Reputation: 319
I am very new in Julia, I got this challenge from the web:
How can I find the longest word in a given string?
I would like to build a function which would allow to obtain the longest string, even in cases where punctuation is used.
I was trying to to the following code:
function LongestWord(sen::String)
sentence =maximum(length(split(sen, "")))
word= [(x, length(x)) for x in split(sen, " ")]
return((word))
end
LongestWord("Hello, how are you? nested, punctuation?")
But I haven't manage to find the solution.
Upvotes: 1
Views: 935
Reputation: 372
My version specifically defines what symbols are allowable (in this case letters, numbers and spaces):
ALLOWED_SYMBOLS = "ABCDEFGHIJKLMNOPQRSTUVWXYZ1234567890 \t\n"

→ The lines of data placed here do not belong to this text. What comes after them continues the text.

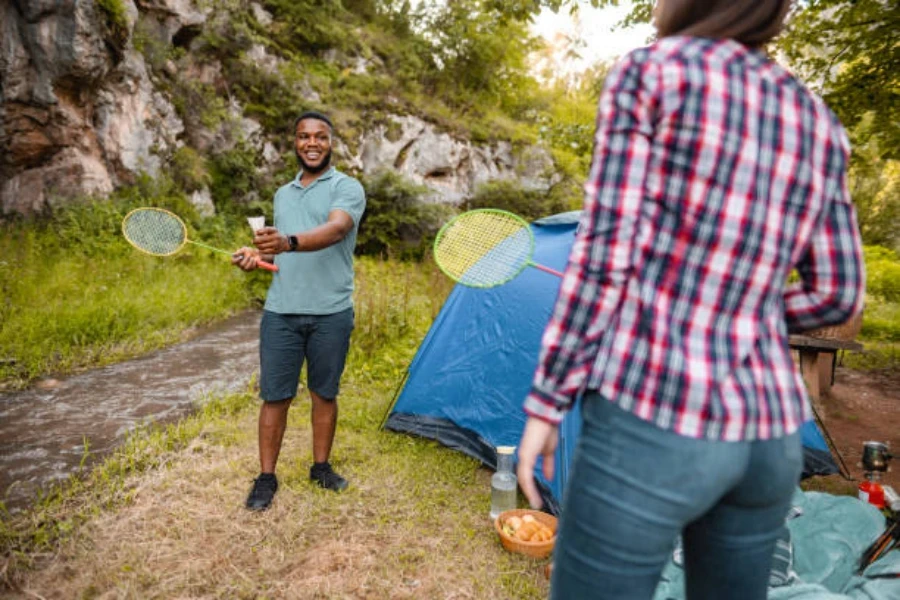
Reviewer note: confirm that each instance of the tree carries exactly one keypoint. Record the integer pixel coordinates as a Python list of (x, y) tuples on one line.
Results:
[(848, 51)]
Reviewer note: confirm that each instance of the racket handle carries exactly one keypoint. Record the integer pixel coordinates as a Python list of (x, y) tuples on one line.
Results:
[(260, 263)]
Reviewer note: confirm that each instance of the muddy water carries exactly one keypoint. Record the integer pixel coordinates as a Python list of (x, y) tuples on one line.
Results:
[(43, 429)]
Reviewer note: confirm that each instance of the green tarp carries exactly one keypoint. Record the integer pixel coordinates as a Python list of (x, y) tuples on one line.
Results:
[(828, 534)]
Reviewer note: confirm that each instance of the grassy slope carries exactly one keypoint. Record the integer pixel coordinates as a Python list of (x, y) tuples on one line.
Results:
[(164, 518)]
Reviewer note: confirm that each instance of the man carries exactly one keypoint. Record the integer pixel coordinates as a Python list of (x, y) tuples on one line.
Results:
[(308, 311)]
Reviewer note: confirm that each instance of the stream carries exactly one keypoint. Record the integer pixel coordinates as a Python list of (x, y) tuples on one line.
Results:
[(43, 429)]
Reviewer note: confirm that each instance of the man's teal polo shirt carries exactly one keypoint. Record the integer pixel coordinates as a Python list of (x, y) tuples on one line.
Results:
[(320, 282)]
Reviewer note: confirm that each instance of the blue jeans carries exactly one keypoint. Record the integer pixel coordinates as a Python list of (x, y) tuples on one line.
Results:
[(634, 488)]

function get_longest_word(text::String)::String
letters = Vector{Char}()
for symbol in text
if uppercase(symbol) in ALLOWED_SYMBOLS
push!(letters, symbol)
end
end
words = split(join(letters))
return words[indmax(length.(words))]
end
@time get_longest_word("Hello, how are you? nested, punctuation?")
"punctuation"
I doubt it's the most efficient code in the world, but it pulls 'ANTIDISESTABLISHMENTARIANISM' out of a 45,000-word dictionary in about 0.1 seconds. Of course, it won't tell me if there is more than one word of the maximum length! That's a problem for another day...
Upvotes: 0
Reputation: 5073
You can use regex too. It only needs a slight change from @Bogumil's answer:
julia> function LongestWord2(sen::AbstractString)
words = matchall(r"\w+", sen)
words[findmax(length.(words))[2]]
end
LongestWord2 (generic function with 1 method)
julia> LongestWord2("Hello, how are you? nested, punctuation?")
"punctuation"
This way you get rid of the punctuations and get the raw word back.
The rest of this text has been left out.